There had been no betrayal. No drama. Just a quiet understanding that I could no longer offer the future she wanted. 

She didn't look shocked—just… wistful. She took a half-step toward me, then stopped. 

She didn't sneer, didn't say anything cruel. Just offered a soft smile and a small nod—more melancholy than pity. Like seeing an old dream you'd once held close, now blurred by time.

I nodded back. I didn't hold anything against her. We were both just trying to survive in our own ways.

The boy beside her placed a hand on her shoulder. Tall, slightly younger than me, well-kept in appearance. His gear was new—a fresh Awakened, probably. Her current boyfriend or someone courting her, if I had to guess from the way he was acting.
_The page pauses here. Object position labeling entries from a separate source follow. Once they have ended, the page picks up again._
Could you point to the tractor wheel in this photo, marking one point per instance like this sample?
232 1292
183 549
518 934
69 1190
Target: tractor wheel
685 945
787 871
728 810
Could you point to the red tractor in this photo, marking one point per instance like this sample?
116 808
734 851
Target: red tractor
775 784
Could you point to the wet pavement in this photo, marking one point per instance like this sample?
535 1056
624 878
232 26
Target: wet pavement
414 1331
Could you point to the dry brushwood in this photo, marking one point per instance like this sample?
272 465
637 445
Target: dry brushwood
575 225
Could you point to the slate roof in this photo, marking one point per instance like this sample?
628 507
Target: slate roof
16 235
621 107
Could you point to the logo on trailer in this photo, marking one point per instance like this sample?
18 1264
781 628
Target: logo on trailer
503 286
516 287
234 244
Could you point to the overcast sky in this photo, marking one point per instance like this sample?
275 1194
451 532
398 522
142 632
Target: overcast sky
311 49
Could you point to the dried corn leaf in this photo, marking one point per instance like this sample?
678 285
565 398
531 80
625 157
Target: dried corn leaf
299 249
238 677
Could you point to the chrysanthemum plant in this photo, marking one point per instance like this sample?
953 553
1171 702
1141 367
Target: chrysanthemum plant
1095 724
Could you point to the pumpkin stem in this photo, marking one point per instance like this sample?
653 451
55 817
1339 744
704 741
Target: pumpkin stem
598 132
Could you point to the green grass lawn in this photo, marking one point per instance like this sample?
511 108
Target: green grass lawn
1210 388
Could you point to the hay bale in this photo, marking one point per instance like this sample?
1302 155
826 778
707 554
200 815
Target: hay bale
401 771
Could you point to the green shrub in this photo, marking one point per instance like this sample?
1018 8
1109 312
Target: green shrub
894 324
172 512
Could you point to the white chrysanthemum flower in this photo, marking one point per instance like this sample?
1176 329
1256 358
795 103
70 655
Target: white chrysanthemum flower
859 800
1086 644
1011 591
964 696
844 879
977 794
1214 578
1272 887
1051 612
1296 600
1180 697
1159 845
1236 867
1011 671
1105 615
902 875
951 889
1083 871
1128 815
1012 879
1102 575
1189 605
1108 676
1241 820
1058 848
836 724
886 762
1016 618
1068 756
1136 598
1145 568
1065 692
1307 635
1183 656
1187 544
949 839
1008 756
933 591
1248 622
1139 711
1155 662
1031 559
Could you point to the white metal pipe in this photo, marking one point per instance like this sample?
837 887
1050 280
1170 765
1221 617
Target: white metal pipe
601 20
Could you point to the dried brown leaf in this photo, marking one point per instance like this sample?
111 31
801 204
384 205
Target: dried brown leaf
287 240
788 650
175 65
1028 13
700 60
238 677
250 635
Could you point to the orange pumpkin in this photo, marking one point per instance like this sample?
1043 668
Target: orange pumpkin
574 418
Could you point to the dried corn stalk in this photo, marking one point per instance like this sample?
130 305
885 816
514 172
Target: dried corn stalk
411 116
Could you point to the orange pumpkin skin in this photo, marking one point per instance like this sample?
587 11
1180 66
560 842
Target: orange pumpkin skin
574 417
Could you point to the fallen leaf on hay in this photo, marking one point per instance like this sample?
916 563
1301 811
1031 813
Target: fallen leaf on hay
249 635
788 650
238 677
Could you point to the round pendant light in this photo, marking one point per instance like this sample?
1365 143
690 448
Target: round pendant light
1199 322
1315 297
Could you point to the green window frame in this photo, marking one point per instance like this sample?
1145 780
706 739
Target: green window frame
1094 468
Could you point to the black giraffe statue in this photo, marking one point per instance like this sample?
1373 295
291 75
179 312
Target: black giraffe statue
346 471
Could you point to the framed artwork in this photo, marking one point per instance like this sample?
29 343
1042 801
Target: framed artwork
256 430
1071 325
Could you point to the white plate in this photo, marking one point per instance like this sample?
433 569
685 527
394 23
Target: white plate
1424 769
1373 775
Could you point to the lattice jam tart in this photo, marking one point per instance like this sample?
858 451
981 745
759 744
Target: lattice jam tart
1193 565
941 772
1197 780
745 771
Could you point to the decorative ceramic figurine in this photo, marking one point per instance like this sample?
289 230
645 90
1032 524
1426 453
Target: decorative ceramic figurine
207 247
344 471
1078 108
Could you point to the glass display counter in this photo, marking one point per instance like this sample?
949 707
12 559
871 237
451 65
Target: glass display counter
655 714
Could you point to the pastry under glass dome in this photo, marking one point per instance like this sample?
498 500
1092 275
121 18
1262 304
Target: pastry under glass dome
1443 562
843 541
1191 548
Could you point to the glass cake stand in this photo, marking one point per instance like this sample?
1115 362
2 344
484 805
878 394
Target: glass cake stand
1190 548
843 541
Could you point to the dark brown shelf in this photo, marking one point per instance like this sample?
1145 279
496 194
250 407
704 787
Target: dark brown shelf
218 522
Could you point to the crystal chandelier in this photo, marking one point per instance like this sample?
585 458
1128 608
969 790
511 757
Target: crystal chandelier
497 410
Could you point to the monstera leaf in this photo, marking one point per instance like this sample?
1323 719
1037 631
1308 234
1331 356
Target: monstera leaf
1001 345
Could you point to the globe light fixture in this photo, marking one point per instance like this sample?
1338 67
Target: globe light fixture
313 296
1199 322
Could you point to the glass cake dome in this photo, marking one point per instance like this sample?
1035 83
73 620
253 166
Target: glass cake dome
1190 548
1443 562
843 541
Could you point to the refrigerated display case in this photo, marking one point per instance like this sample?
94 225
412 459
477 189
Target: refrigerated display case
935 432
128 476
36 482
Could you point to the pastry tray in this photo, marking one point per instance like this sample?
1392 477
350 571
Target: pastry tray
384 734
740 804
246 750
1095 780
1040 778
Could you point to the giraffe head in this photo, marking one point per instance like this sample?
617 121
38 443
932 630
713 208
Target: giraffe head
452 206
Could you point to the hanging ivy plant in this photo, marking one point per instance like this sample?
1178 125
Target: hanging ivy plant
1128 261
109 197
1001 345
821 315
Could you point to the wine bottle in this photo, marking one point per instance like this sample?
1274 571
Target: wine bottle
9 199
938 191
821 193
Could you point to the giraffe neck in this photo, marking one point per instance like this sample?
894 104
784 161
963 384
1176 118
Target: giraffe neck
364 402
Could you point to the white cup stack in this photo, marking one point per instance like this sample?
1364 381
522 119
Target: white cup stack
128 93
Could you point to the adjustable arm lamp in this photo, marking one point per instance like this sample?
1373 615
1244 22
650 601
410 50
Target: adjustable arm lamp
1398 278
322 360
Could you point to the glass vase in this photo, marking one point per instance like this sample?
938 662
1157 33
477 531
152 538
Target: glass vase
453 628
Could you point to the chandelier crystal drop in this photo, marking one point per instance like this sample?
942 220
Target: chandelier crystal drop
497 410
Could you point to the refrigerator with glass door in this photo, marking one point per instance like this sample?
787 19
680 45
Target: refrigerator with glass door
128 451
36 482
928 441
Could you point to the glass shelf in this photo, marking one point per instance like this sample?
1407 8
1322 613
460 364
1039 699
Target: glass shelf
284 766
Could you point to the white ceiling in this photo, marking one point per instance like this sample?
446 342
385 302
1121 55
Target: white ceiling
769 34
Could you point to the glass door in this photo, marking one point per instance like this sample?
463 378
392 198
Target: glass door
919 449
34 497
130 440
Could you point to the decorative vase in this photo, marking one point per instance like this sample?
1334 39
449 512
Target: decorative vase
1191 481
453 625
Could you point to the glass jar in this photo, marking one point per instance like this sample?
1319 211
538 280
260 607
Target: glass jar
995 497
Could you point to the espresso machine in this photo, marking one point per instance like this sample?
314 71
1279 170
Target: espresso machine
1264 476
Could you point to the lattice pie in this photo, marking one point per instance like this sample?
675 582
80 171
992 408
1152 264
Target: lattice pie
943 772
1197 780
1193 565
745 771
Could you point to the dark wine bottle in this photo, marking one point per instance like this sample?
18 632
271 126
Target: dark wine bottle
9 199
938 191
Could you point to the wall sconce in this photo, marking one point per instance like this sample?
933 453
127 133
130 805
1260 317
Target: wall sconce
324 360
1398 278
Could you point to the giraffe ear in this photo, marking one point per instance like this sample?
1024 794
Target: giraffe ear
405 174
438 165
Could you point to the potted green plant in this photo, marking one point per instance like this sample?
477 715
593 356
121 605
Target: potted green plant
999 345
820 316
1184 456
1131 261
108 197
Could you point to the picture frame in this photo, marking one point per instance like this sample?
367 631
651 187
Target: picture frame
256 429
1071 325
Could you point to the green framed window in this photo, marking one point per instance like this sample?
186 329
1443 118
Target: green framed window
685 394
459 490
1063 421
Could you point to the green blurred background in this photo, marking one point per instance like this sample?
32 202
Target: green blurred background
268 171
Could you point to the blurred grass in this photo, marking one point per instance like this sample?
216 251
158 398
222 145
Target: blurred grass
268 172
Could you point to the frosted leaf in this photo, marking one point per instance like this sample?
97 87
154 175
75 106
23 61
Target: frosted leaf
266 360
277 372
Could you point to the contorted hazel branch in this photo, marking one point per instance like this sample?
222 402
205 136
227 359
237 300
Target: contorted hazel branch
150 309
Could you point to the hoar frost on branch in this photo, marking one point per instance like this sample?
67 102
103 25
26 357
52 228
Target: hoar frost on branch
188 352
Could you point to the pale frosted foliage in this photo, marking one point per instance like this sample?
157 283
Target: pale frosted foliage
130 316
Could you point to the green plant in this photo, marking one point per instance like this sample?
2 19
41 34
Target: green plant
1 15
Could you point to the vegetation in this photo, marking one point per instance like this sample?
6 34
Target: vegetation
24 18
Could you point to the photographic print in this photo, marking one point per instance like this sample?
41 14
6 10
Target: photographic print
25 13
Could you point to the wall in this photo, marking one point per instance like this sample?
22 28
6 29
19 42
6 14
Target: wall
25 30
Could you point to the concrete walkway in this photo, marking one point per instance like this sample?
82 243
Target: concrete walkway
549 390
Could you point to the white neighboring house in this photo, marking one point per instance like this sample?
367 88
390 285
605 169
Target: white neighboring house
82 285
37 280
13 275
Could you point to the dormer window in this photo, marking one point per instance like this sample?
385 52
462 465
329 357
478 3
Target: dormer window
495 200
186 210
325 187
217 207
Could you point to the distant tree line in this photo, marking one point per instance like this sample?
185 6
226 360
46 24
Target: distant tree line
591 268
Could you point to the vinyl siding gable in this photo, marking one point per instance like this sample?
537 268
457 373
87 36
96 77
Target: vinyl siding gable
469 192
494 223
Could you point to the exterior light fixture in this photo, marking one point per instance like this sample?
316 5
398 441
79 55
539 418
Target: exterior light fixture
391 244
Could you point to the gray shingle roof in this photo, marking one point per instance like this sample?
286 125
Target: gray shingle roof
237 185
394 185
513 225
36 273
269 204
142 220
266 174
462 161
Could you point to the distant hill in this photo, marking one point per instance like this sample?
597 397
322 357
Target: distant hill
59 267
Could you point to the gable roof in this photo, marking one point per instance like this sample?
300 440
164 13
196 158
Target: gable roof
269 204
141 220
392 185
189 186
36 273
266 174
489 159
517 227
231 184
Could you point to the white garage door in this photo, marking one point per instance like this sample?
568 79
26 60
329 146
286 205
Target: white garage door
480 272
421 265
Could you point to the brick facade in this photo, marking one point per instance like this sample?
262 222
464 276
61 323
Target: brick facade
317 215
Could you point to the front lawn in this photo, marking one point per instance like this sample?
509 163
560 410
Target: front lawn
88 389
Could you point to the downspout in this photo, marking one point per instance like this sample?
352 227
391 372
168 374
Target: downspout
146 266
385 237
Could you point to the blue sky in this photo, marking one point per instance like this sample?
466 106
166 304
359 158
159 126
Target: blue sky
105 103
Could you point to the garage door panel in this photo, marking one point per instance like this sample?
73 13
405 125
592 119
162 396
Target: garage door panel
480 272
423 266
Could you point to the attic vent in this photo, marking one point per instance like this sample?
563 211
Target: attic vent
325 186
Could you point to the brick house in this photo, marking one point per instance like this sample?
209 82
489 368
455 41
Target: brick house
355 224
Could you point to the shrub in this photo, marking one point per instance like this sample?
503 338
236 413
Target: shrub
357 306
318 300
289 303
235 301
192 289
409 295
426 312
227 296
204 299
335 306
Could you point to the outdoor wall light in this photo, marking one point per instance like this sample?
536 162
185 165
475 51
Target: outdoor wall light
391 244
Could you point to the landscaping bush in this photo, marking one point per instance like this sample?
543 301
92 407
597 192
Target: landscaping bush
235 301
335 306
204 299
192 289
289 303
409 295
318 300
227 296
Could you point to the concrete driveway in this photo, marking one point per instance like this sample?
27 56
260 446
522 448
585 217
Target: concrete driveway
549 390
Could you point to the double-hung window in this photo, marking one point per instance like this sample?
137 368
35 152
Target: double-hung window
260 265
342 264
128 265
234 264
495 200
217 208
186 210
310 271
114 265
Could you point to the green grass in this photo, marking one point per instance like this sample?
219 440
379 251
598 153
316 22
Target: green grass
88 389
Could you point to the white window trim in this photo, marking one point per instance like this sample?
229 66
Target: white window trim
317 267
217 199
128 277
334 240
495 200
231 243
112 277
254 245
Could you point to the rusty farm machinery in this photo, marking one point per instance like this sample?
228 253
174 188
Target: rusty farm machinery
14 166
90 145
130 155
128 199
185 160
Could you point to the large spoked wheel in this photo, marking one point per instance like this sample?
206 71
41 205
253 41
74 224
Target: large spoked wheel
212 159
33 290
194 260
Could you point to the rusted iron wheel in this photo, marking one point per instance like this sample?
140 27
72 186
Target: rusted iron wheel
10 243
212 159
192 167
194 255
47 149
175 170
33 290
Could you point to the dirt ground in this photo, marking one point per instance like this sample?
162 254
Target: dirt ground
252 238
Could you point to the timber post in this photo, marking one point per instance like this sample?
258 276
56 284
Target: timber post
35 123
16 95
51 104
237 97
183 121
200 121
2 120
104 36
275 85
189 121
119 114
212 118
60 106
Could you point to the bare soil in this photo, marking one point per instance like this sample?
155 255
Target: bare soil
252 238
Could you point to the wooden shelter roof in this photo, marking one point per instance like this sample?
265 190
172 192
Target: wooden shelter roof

Zhou followed my gaze. "You two know each other?"

"Yeah," I said. "We got together after we Awakened. It was... a different time." I had no reason to hide it. I was sure he could easily dig up my past if he wanted.

"She is our newest recruit. She doesn't seem like a bad person," he said.

"She isn't," I replied. I had no reason to say bad things about her."She's just clear about what she wants." I joked and stopped looking at her.

The past was the past. I understood why she did what she did, and it was why I didn't hate her. But I had no intention of coming close to someone who had left me at my lowest point, either. 

We stood in silence for a moment.

Then Zhou exhaled and handed me a card. "We're not recruiting. But if you survive the week and get stronger, contact the Rising Dragon Guild. We like underdogs."

I pocketed the card without a word. I thought he would ask to buy the rights to the Gate, but it was out of respect for me, or because he was uninterested in the Gate, he made no such offer. 

I left out a sigh of relief. There was no way I would have accepted to sell it. 

The reward of such a Gate was simply too precious.

But as I was now, clearing a Gate alone would be hard. 

I need more money. 

This made the cleaning operation even more important. I needed to get as much money as possible during the inspection period and arm myself to the teeth. 

If this was a low-level Gate, with enough patience and equipment, I might be able to clear it.